LOS ANGELES – A day after a crowd of pro-Trump rioters stormed the U.S. Capitol, Los Angeles Lakers captain LeBron James wondered what would have happened if the insurgent group was mostly black and blamed President Donald Trump for the chaos.
“We live in two Americas,” James said Thursday after the Lakers’ 118-109 loss to the San Antonio Spurs. “And that was a great example of that yesterday, and if you don’t understand that or don’t see that after seeing what you saw yesterday, then you really have to take a step back – not even a step, but maybe be four or five, even ten steps back and ask yourself how do you want your children, or how do you want your grandchildren, or how do we want America to be seen as? Do we want to live in this? beautiful country? “
James, wearing a black shirt with the message “Do you understand now?” in block letters, said he watched media coverage of Wednesday’s riots showing a largely white crowd encountered by a relatively passive police force. He said it made him think about how he and his family – his wife, three children and stepmother, all black – would be treated in the same situation.
“If these had been my type to storm the Capitol, what would have been the result? And I think we all know that,” James said. “There are no ifs and buts – we already know what would have happened to me if someone had even approached the Capitol, let alone a storm inside the offices, in the corridors. “
James’ teammate Anthony Davis echoed the sentiment, contrasting the way Black Lives Matter protesters were greeted by police across the country over the summer.
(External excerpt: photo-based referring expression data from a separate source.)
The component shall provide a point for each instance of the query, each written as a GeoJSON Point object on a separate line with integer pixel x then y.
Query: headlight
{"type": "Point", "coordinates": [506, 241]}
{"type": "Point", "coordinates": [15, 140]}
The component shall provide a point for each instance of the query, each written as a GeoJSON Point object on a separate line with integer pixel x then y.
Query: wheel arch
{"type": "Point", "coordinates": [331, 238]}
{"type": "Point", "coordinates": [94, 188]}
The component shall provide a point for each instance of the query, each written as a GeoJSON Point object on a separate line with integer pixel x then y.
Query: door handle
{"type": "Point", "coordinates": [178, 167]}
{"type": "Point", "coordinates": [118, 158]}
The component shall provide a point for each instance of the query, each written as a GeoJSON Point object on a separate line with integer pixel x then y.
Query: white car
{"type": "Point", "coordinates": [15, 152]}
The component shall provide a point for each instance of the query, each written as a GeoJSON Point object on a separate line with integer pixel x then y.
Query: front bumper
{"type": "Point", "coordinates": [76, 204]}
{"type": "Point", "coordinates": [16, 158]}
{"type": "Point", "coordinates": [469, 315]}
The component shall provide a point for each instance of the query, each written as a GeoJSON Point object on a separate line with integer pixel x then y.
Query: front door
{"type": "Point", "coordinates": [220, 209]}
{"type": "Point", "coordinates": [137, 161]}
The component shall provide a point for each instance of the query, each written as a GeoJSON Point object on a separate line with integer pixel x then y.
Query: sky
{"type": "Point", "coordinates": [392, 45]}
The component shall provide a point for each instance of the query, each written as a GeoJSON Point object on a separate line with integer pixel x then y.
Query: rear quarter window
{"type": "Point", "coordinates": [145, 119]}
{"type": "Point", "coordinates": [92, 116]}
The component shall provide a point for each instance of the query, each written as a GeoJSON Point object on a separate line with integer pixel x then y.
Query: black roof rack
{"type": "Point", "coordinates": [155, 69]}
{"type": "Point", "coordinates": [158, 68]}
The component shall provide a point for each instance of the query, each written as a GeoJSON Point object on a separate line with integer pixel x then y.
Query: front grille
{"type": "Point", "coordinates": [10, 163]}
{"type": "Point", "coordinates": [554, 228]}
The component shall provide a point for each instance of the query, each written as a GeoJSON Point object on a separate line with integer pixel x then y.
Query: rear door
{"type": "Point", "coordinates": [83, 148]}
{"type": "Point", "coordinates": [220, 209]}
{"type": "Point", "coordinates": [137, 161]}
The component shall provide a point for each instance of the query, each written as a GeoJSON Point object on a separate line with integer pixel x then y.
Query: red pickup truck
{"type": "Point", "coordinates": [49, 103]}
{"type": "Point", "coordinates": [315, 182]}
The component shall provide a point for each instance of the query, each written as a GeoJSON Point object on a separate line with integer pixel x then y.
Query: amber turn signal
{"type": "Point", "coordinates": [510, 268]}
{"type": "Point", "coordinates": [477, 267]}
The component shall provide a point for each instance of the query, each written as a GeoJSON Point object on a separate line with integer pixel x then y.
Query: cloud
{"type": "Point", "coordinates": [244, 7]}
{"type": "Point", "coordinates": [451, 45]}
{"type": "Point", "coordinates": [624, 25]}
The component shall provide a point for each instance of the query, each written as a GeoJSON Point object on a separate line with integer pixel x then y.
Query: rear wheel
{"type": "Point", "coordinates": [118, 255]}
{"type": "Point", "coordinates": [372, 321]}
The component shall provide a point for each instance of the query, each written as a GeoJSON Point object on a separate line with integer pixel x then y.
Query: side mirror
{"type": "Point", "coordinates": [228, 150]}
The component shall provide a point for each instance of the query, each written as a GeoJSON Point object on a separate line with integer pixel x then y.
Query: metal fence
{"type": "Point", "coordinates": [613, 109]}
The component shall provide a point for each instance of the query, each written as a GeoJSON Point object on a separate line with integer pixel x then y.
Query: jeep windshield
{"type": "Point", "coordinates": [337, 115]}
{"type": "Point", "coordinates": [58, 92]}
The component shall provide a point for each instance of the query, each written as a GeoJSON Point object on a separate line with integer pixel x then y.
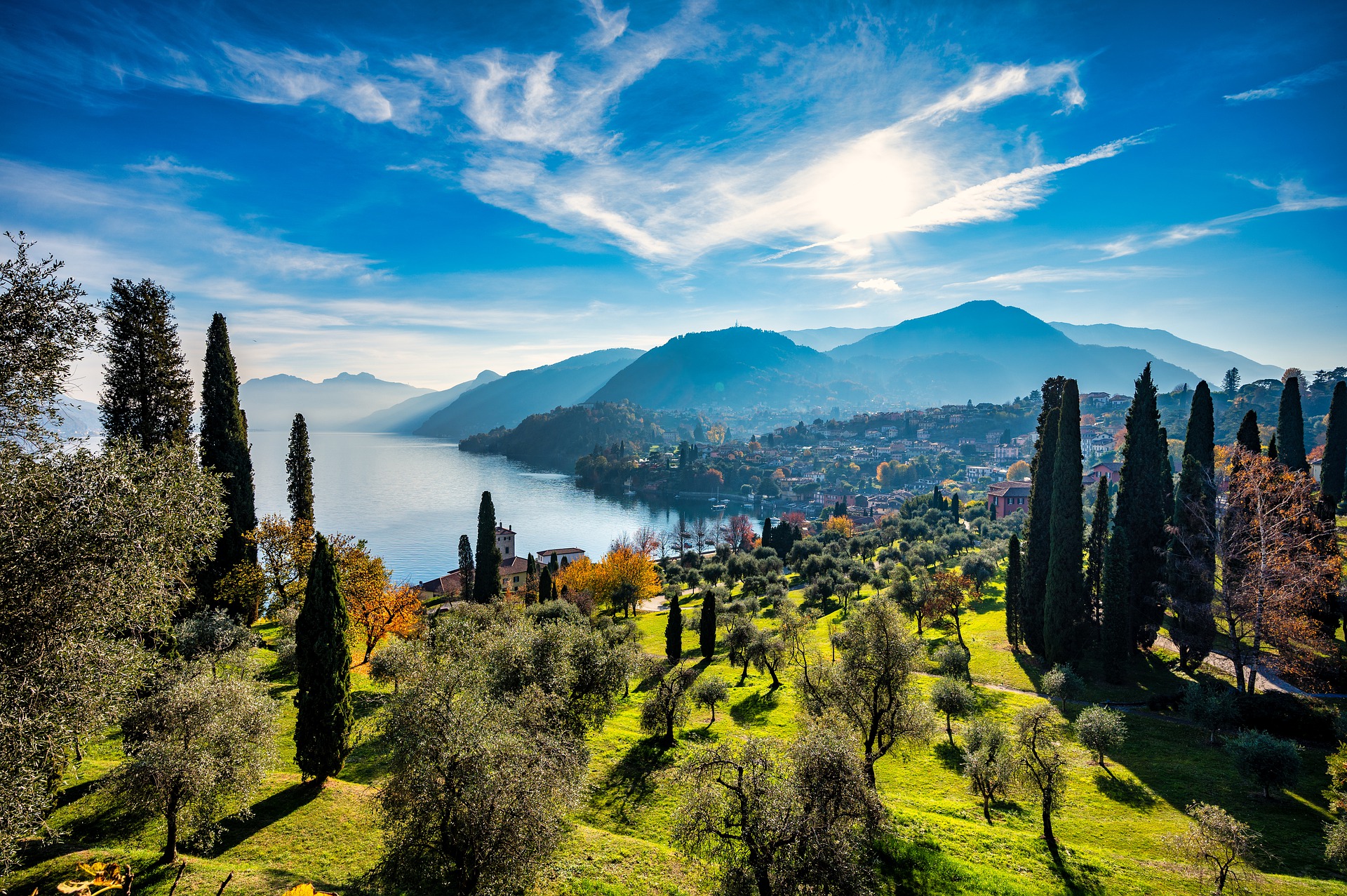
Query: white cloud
{"type": "Point", "coordinates": [1291, 86]}
{"type": "Point", "coordinates": [1044, 274]}
{"type": "Point", "coordinates": [609, 25]}
{"type": "Point", "coordinates": [1292, 196]}
{"type": "Point", "coordinates": [878, 285]}
{"type": "Point", "coordinates": [170, 166]}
“It’s like a double standard,” said Davis, who wore a shirt with the title from Public Enemy’s 1990 album “Fear of Black Planet” sewn onto his chest. “On the other side, an entire group collides with the nation’s Capitol and is escorted through the front door as if all is well.
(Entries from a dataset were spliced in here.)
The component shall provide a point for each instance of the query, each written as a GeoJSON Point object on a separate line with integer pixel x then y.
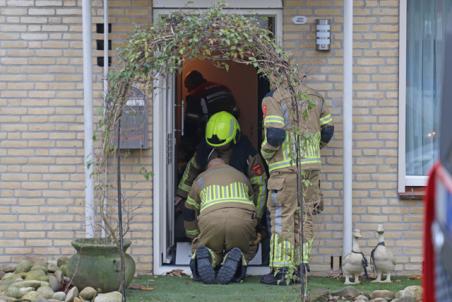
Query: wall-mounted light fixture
{"type": "Point", "coordinates": [323, 34]}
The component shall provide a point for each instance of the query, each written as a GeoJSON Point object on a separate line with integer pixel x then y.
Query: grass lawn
{"type": "Point", "coordinates": [178, 289]}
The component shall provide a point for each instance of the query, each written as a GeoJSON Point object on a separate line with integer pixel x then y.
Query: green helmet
{"type": "Point", "coordinates": [221, 129]}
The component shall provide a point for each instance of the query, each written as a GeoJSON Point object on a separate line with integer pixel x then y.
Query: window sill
{"type": "Point", "coordinates": [412, 193]}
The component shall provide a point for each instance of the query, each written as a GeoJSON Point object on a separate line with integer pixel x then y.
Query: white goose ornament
{"type": "Point", "coordinates": [355, 262]}
{"type": "Point", "coordinates": [382, 258]}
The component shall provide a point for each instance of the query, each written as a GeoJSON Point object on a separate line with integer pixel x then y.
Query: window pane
{"type": "Point", "coordinates": [425, 61]}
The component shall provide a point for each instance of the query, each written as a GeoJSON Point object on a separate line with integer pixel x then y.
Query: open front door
{"type": "Point", "coordinates": [164, 186]}
{"type": "Point", "coordinates": [170, 161]}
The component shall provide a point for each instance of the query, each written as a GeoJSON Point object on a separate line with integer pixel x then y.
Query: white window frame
{"type": "Point", "coordinates": [259, 4]}
{"type": "Point", "coordinates": [404, 180]}
{"type": "Point", "coordinates": [165, 8]}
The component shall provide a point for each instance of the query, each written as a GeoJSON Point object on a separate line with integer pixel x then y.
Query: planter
{"type": "Point", "coordinates": [98, 264]}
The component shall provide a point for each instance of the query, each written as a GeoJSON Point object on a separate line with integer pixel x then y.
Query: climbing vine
{"type": "Point", "coordinates": [162, 49]}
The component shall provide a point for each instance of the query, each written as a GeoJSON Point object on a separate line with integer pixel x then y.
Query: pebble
{"type": "Point", "coordinates": [109, 297]}
{"type": "Point", "coordinates": [88, 293]}
{"type": "Point", "coordinates": [72, 293]}
{"type": "Point", "coordinates": [386, 294]}
{"type": "Point", "coordinates": [60, 296]}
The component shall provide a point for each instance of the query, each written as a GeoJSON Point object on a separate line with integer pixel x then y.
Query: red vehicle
{"type": "Point", "coordinates": [437, 268]}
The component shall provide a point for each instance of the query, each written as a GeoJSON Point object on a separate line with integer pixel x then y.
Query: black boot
{"type": "Point", "coordinates": [301, 272]}
{"type": "Point", "coordinates": [194, 270]}
{"type": "Point", "coordinates": [241, 273]}
{"type": "Point", "coordinates": [276, 278]}
{"type": "Point", "coordinates": [204, 265]}
{"type": "Point", "coordinates": [230, 266]}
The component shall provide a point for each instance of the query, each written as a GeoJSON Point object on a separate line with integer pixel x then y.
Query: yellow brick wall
{"type": "Point", "coordinates": [375, 127]}
{"type": "Point", "coordinates": [41, 129]}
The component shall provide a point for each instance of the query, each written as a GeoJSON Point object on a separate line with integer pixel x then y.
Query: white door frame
{"type": "Point", "coordinates": [158, 143]}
“And if I’m not mistaken – well, I’m not mistaken – they took things, and when Black Lives Matter [movement] protested that it was, “Once the looting begins, the shooting begins.” And as far as I know, if you take something, you loot. And in this case, for them, they were escorted through the front door. And that’s just a slap in the face for us. It is as if we are backing away. We thought we were seeing changes and then it happens. “
In May, Trump tweeted, “When the looting begins, the shooting begins,” threatening military action in response to the social justice movement sparked by the death of George Floyd, who was in custody in Minneapolis when he died in ‘an officer on his knees. his neck.
James, who has had a public exchange with Trump for years, said the outgoing president was guilty of what happened on Wednesday.
“The events that took place yesterday were a direct correlation with the president who is currently in the seat – his actions, his beliefs, his wishes,” James said. “He doesn’t care about anyone besides himself. No one. Absolutely no one. He doesn’t care about this country. He doesn’t care about his family. He doesn’t care about anyone besides himself.”
In 2016, James, as he stood in the Cleveland Cavaliers’ locker room the night Trump was elected, openly questioned whether he’d better leave the country. He said Thursday evening that it was a damaging presidential term for the country.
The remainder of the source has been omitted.